The plan of reorganization must be approved by at least one class of impaired creditor, excluding votes cast by corporate insiders. If any class of impaired creditor has not accepted the plan, the court, on request of the proponent of the plan, shall confirm the plan “if the plan does not discriminate unfairly, and is fair and equitable, with respect to each class . . . [t]hat is impaired under, and has not accepted, the plan”. This is known as “cramdown”, as the plan is being forced upon impaired creditors who voted against plan approval. In the event of a cramdown, the court will determine whether treatment of each class is “fair and equitable”. Even in a cramdown, the following attributes of the plan must be true:
• Secured Creditors – Secured creditors must retain a lien on collateral or proceeds and receive deferred cash payments equal to present value of the collateral or receive the indubitable equivalent of its claim.
• Unsecured Creditors – Unsecured creditors must be paid in full or no holders of junior claims may receive any payment.
• Discussion: How do you feel about the ability of the court to cram down a plan on impaired creditors?
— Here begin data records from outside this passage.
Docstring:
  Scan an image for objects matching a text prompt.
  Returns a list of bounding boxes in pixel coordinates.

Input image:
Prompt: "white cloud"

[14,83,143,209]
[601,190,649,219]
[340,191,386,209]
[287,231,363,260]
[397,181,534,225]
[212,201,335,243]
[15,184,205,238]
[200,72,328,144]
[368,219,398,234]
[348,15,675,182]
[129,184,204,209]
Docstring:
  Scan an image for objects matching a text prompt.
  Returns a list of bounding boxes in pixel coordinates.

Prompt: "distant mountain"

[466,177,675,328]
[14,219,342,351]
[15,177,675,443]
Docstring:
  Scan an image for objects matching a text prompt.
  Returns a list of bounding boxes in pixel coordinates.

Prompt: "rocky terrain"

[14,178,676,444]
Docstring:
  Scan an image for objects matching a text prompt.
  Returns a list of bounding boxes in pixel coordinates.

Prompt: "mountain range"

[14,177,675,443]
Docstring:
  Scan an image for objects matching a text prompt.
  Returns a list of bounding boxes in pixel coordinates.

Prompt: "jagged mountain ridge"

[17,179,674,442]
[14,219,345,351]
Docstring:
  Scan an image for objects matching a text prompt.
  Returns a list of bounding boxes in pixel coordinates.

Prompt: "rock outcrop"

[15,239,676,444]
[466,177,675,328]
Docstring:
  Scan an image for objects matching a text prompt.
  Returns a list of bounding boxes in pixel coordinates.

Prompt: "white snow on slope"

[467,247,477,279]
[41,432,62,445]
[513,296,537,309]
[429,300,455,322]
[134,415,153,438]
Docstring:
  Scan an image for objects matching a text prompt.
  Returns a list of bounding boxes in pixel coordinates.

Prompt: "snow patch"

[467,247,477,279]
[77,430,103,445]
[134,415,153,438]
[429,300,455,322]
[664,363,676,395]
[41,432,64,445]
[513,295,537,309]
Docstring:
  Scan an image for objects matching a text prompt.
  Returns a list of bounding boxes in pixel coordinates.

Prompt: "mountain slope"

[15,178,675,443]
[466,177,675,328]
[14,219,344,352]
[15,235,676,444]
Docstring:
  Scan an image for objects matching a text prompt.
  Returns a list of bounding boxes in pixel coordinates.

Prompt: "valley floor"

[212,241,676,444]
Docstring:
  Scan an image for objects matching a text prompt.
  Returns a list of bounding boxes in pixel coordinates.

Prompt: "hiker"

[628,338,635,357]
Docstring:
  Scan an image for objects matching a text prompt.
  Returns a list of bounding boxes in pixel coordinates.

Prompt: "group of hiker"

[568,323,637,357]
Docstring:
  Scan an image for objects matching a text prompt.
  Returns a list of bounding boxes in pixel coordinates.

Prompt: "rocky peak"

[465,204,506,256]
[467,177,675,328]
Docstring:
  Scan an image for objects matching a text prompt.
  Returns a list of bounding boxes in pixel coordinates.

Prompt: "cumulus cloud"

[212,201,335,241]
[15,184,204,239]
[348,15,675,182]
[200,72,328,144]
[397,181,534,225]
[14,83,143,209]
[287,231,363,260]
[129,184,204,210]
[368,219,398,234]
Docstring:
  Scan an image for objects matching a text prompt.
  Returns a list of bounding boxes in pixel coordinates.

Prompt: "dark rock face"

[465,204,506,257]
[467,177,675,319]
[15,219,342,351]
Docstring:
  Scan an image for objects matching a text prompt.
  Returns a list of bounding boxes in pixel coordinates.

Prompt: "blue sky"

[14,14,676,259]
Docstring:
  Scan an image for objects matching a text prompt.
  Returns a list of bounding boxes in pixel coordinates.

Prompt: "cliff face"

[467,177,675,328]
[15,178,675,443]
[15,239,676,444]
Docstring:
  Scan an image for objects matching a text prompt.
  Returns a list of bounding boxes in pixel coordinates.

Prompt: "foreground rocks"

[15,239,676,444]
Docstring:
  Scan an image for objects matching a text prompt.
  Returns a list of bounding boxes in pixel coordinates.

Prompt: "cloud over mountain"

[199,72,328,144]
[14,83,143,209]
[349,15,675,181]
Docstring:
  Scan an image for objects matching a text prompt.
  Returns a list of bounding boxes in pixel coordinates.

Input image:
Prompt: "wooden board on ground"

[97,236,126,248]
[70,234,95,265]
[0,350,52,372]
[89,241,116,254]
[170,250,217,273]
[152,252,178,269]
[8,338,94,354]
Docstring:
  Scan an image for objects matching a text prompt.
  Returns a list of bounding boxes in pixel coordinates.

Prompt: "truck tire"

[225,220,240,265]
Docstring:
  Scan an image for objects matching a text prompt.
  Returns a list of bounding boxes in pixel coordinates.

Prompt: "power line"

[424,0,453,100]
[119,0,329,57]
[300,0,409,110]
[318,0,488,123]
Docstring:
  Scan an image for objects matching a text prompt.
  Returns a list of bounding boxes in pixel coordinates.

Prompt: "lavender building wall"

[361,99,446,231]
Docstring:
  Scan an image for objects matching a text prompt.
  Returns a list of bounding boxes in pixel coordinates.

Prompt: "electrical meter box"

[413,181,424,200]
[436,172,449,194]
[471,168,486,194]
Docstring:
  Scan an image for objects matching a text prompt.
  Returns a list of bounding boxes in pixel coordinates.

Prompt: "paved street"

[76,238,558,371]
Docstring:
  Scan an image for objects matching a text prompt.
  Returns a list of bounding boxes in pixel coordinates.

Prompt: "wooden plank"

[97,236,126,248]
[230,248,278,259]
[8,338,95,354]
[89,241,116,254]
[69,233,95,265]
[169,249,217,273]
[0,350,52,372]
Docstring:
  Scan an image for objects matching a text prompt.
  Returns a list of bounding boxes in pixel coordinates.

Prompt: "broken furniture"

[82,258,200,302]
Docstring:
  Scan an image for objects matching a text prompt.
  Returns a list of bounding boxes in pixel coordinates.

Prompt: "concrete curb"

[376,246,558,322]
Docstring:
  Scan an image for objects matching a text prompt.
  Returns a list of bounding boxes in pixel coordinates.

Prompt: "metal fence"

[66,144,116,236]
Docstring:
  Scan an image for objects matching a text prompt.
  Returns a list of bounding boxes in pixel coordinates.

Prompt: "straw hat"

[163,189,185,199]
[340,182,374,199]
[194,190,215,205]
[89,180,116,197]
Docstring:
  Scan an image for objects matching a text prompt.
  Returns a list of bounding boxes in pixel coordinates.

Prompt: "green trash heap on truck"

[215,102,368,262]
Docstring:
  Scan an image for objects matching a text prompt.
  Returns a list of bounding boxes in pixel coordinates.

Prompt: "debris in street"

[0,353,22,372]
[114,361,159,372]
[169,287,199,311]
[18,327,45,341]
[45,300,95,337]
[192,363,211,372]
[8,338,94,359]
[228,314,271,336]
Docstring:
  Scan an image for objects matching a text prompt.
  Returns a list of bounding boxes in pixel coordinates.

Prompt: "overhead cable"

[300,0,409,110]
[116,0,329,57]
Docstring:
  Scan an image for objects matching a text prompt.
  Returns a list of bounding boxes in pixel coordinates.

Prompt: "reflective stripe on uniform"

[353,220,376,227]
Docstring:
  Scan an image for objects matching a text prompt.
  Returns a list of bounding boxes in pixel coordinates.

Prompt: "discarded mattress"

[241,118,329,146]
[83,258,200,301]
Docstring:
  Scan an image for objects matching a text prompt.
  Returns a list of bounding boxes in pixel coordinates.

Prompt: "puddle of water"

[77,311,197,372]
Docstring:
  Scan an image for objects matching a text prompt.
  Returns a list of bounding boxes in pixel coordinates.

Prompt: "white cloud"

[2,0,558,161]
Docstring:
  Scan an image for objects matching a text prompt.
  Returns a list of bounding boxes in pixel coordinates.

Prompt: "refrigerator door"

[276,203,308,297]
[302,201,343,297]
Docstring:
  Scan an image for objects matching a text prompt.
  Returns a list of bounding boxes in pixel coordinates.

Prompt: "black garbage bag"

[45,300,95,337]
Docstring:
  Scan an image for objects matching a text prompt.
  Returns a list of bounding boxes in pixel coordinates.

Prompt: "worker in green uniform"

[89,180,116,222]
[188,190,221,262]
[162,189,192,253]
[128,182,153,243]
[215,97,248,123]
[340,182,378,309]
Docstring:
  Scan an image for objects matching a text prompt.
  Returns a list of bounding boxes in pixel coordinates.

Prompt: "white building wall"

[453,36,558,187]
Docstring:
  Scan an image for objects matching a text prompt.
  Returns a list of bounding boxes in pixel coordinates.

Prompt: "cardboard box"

What factors should the court use to determine whether the plan is fair and equitable to the impaired creditors?
• Practice Question: ABC Corp files for Chapter 11 bankruptcy. The DIP puts forward a plan of reorganization. Under the plan, several classes of creditors will not receive full payment of their claims. That is, these creditors are impaired. If any of the impaired creditors object to the plan, what options are available to the DIP to seek creditor approval of the plan?